Seiner Einschätzung nach deutet der Preisanstieg der ersten Kryptowährung nicht auf die Bildung einer nachhaltigen Trendwende hin.
„Dieser Anstieg ist auf die Eindeckung von Leerverkäufen zurückzuführen. Irans Angriffe auf die Energieinfrastruktur haben die Struktur der Kapitalströme verändert, und Bitcoin hat an Wert gewonnen, da sich der Abfluss von Geldern von Kryptowährungsreservemanagern umgekehrt hat“, erklärte Connors.
Er betonte, dass der Abwärtstrend trotz der Preiserholung anhält. Es bestehen weiterhin erhebliche Widerstände am Markt, und ohne ein nachhaltiges Wachstum der Spotnachfrage könnte die aktuelle Erholung nur von kurzer Dauer sein.

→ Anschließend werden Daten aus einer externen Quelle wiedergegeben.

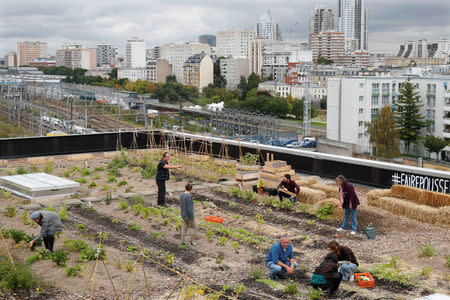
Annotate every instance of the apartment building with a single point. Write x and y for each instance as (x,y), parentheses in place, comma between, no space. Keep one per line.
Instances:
(27,51)
(353,101)
(198,70)
(177,54)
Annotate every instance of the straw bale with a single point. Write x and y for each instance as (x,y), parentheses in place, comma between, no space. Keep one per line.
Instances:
(332,191)
(435,199)
(443,217)
(311,196)
(308,181)
(375,194)
(407,209)
(338,212)
(409,193)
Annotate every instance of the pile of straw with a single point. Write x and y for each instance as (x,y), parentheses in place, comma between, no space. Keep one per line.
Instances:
(308,181)
(373,195)
(407,209)
(332,191)
(310,196)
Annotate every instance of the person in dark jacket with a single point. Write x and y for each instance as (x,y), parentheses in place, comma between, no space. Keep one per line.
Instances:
(162,175)
(349,201)
(346,259)
(50,223)
(290,185)
(326,276)
(187,213)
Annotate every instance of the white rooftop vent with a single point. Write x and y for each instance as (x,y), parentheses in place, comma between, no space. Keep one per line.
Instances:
(38,185)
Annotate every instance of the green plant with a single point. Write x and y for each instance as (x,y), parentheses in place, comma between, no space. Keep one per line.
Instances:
(16,277)
(85,172)
(249,159)
(235,245)
(425,272)
(73,271)
(324,212)
(256,272)
(112,179)
(223,240)
(447,262)
(10,211)
(122,183)
(134,226)
(123,205)
(93,185)
(427,251)
(48,168)
(21,170)
(314,294)
(291,287)
(210,235)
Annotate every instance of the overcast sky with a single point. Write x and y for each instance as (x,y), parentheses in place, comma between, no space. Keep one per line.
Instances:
(158,22)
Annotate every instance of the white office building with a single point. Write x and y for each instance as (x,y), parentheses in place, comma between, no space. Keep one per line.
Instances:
(232,69)
(177,54)
(355,100)
(135,53)
(271,57)
(235,43)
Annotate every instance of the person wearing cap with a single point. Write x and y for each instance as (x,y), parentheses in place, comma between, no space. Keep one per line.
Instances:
(50,223)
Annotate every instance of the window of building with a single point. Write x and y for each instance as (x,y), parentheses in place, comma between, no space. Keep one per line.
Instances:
(374,113)
(431,89)
(375,99)
(375,88)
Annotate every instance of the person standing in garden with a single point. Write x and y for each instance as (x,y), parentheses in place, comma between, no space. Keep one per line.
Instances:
(50,223)
(187,213)
(290,185)
(280,259)
(346,259)
(349,201)
(162,175)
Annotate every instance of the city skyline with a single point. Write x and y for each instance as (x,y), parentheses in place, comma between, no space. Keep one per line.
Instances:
(56,22)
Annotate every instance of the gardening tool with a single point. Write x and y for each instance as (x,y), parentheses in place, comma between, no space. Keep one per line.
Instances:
(370,231)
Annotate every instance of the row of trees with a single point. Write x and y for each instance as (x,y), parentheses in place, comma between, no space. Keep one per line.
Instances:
(401,122)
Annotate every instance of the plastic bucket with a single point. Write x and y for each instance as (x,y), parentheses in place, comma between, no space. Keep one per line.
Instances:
(370,231)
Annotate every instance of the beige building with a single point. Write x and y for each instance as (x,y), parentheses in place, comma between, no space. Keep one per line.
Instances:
(198,71)
(235,43)
(27,51)
(232,69)
(76,56)
(177,54)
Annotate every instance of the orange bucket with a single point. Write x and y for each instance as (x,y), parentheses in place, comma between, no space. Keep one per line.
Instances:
(214,219)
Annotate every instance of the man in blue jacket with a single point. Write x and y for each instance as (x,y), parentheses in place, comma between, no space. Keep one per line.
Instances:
(280,259)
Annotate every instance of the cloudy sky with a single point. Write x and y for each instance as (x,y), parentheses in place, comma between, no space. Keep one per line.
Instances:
(158,22)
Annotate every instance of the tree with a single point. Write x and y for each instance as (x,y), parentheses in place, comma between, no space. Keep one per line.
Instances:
(323,61)
(243,87)
(383,134)
(434,145)
(407,115)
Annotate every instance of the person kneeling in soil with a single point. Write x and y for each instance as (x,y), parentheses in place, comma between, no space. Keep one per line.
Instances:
(290,185)
(326,276)
(346,259)
(187,213)
(280,259)
(50,223)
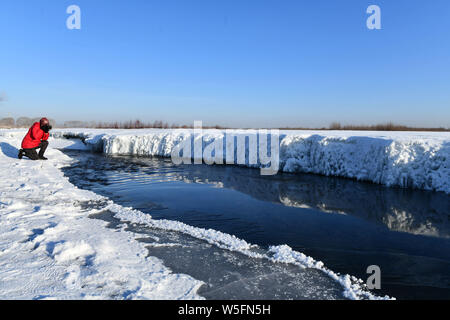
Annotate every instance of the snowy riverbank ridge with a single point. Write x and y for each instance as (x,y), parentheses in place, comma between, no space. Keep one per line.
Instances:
(51,249)
(418,160)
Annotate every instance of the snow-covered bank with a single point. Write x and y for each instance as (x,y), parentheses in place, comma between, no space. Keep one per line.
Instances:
(418,160)
(49,248)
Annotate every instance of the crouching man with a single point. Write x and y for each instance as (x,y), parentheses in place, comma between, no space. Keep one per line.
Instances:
(36,138)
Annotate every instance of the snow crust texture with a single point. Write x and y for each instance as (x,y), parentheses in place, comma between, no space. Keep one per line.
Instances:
(402,159)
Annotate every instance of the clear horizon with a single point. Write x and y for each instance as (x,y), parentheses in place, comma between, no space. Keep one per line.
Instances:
(236,64)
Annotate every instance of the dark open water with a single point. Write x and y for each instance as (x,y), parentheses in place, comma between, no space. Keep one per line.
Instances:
(348,225)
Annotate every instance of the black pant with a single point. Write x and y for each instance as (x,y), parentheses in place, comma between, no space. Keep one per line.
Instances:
(32,153)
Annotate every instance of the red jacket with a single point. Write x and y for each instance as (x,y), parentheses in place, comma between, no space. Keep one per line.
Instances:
(34,137)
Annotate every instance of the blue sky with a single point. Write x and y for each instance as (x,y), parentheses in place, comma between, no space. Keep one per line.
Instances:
(244,63)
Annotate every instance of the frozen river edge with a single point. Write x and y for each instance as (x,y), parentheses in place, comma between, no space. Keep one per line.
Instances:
(51,249)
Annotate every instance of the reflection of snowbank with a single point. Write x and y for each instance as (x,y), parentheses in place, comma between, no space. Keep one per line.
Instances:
(411,211)
(413,160)
(49,247)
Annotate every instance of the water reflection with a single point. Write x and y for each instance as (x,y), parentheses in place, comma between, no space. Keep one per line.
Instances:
(347,224)
(413,211)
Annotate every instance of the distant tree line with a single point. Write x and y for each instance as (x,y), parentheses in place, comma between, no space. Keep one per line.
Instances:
(25,122)
(22,122)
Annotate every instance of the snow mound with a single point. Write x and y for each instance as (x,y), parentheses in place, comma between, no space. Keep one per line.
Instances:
(403,159)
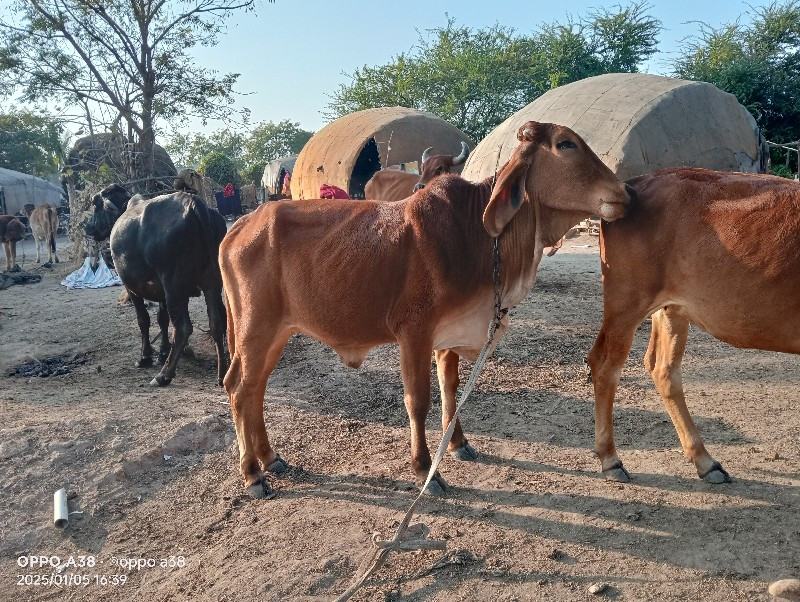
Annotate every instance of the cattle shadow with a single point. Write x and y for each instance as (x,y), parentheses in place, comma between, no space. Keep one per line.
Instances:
(310,377)
(702,538)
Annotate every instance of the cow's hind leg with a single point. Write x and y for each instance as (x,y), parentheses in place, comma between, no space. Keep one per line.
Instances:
(143,319)
(447,371)
(663,361)
(163,325)
(246,383)
(606,359)
(415,364)
(216,323)
(178,309)
(9,258)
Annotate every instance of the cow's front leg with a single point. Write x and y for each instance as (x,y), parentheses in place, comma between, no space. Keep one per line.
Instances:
(447,371)
(163,324)
(246,383)
(179,314)
(143,319)
(606,359)
(415,364)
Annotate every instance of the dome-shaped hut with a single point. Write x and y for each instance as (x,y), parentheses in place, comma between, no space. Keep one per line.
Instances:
(637,123)
(346,152)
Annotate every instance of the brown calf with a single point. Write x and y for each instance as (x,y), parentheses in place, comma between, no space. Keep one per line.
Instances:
(11,231)
(356,274)
(44,225)
(392,185)
(719,250)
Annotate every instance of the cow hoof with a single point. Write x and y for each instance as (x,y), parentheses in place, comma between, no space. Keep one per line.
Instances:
(716,475)
(160,381)
(466,453)
(278,466)
(617,473)
(261,490)
(438,487)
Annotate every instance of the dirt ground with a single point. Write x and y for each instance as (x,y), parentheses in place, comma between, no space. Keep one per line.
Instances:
(152,474)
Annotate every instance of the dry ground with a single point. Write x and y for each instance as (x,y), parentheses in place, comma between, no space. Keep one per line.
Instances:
(154,471)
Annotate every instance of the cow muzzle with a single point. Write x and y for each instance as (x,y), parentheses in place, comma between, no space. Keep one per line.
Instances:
(613,210)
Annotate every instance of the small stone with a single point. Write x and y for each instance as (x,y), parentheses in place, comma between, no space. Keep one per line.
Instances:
(786,590)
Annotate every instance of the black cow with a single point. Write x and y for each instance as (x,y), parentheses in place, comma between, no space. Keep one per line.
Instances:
(165,249)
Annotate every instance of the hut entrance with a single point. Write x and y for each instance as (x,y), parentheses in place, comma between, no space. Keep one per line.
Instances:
(368,162)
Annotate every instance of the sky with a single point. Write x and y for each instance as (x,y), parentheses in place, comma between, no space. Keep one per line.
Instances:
(292,54)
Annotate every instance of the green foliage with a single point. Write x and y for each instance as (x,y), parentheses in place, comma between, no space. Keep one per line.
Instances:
(190,150)
(783,170)
(220,168)
(269,140)
(477,78)
(248,152)
(123,66)
(30,143)
(758,62)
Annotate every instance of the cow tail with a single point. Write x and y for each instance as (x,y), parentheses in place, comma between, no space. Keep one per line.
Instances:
(52,215)
(200,212)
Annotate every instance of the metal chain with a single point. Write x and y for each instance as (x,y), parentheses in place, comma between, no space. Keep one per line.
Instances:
(404,541)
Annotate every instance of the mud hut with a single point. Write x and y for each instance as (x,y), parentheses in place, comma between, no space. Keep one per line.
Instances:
(346,152)
(19,189)
(637,123)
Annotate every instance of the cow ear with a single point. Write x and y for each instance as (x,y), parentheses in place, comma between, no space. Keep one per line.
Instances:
(507,197)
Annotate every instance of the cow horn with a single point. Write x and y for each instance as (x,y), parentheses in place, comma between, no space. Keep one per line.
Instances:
(463,156)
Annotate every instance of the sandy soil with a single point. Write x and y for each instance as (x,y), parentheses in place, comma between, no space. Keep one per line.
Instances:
(154,471)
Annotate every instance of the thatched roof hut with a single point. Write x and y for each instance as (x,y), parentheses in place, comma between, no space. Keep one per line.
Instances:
(90,153)
(637,123)
(346,152)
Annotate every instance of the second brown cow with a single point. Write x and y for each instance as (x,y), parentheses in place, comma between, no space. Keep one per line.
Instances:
(356,274)
(44,225)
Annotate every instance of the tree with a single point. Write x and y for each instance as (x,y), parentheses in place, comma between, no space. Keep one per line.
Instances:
(220,168)
(269,140)
(190,150)
(30,143)
(758,62)
(124,64)
(248,152)
(475,79)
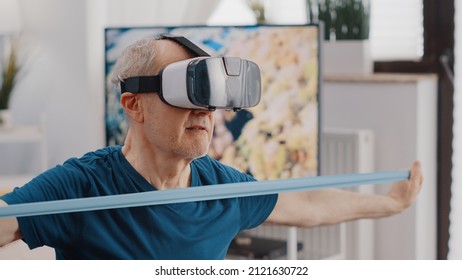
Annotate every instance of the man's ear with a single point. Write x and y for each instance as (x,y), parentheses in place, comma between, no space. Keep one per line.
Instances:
(132,105)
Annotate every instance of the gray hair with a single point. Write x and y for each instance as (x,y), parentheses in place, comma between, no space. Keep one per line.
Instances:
(138,59)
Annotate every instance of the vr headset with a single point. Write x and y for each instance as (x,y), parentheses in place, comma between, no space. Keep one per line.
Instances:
(202,82)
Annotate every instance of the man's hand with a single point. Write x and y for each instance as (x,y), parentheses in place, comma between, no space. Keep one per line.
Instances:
(404,193)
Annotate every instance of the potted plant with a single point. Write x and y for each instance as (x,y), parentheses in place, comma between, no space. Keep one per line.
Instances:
(10,71)
(346,48)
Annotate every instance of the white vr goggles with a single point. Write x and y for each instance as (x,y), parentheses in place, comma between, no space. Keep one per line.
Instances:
(202,82)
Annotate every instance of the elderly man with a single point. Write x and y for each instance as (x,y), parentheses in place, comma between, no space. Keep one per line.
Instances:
(166,148)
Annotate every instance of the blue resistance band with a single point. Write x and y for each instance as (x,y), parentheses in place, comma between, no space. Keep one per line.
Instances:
(202,193)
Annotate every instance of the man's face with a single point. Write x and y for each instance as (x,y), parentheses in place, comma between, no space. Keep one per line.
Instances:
(183,133)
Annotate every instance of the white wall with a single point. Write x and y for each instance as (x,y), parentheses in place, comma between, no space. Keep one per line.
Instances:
(56,79)
(64,72)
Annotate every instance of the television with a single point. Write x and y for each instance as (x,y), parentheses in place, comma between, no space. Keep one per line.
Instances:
(279,138)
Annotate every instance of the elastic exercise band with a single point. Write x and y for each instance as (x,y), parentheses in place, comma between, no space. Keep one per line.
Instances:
(201,193)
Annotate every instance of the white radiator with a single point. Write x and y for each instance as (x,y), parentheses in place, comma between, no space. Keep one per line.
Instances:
(342,151)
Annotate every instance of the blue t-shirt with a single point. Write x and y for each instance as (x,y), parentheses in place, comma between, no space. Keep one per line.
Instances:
(194,230)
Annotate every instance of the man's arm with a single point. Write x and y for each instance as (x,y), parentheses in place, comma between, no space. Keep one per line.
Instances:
(331,206)
(9,229)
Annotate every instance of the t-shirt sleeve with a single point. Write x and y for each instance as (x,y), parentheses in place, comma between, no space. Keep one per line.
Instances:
(61,182)
(256,209)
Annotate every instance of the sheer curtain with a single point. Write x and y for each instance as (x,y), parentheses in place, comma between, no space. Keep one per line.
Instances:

Laut Connors ist es verfrüht, von einem Aufwärtstrend zu sprechen, solange Bitcoin die Marke von 75.000 US-Dollar nicht durchbricht und sich darüber konsolidiert. Eine Rückkehr auf 100.000 US-Dollar ist zwar möglich, aber erst langfristig.
Greg Cipolaro, Leiter der Analyseabteilung der New York Digital Investment Group (NYDIG), hatte zuvor erklärt, dass die Dynamik von Bitcoin maßgeblich von den Auswirkungen künstlicher Intelligenz auf die Wirtschaft und der Liquidität der Zentralbanken abhängen werde.